Dont une traduction approximative donne :

« Mais pour le monde arabe, l'idéologie de Ben Laden n'est plus pertinente depuis que le Printemps Arabe a souligné la signification du pouvoir des people par des moyens pacifiques ».

Pour cet auteur, la mort de Ben Laden n'est que la fin d'un alibi. Il rappelle aussi que les premières victimes du terrorisme d'Al-Qaeda sont des arabes, et non des occidentaux.

 

En parlant de Printemps Arabe, on a beaucoup entendu la France sur la Libye, elle s'est illustrée par un lapsus révélateur lors de la révolution du Jasmin — Alliot-Marie proposant l'aide de la France pour mater la rébellion. Un lapsus qui en dit long sur ce que pensent les pays occidentaux de la démocratie : elle doit être sérieusement encadrée au niveau occidental (d'où la construction européenne en technocratie), prévenue, voire combattue dans les pays où les citoyens risquent de ne pas voter « comme il faut » (bande de Gaza, Vénézuela…). Là où les États occidentaux ont des intérêts, on préfère de loin qu'il n'y en pas de démocratie. Ainsi, les États du Golfe ont-ils, eux aussi, un Printemps Arabe, mais voilà, ceux qui protestent sont chiites. Et si il y a une chose que les Occidentaux ne veulent pas, ce sont des démocraties dans ces régions. Elles ont de bonnes chances d'être gouvernées par des chiites. Au final, l'Iran ne serait plus du tout isolé dans la région… Et les réserves de pétrole risquent d'être controlées par les pays où elles se trouvent. Inacceptable. Ni pour les États-Unis, ni pour leurs valais. En conséquence les mouvements sociaux sont bien rapportés (le moyen de faire autrement) mais on n'entend pas beaucoup la France ou le Royaume-Uni protester contre les condamnations à mort à Bahreïn ou l'arrestation d'un professeur de la Sorbonne à Abou-Dhabi.

01 mai, 2011

Pendant le mariage, une apologie de l'ignorance au détriment de la connaissance ?

Éh oui, moi aussi, je n'ai pas échappé au « mariage du siècle ». C'est d'autant plus vrai que vivant en Angleterre, j'aurais eu bien du mal à échapper au matraquage médiatique qui dure depuis au moins un mois à une intensité élevée (il a duré plus longtemps mais pas à ce point).
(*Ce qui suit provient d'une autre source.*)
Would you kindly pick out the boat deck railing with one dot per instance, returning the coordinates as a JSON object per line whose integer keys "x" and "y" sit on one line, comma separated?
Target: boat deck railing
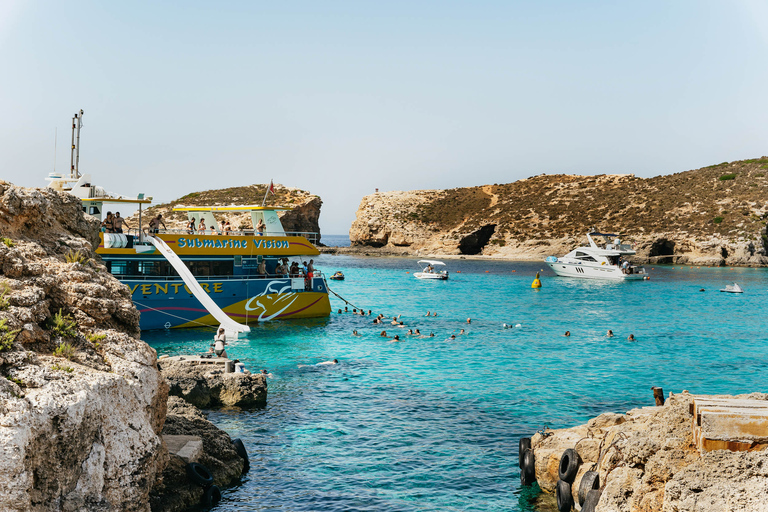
{"x": 311, "y": 236}
{"x": 317, "y": 274}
Bon, je n'ai pas vraiment regardé, je bidouillais sur la dernière version d'Ubuntu. Mais ma compagne l'a regardé, elle. Au-delà des commentaires débiles des journalistes (sur la fierté d'être britannique, sur la jeunesse de la foule, ce genre de conneries), qui ne dépareraient pas dans la bouche d'une ganache comme Jean-Claude Narcy, une chose a attiré mon attention. C'est le laïus du prêtre qui officiait. À un moment, mais je ne me rappelle plus exactement, il a parlé de ne pas baser le progrès sur la « recherche de la connaissance » mais sur une « sagesse » dont on se demande bien d'où elle viendrait ; parce que si on voit la sagesse comme la capacité de faire des choix informés, on voit mal comment faire ces choix sans un minimum de connaissance. Bonjour la cohérence du propos.

 

En définitive, moi qui voyait les anglicans comme des croyants un peu moins débiles que les autres, je m'aperçois que ce n'est pas le cas : comme toutes les religions, et singulièrement les religions du livre, l'anglicanisme est obscurantiste.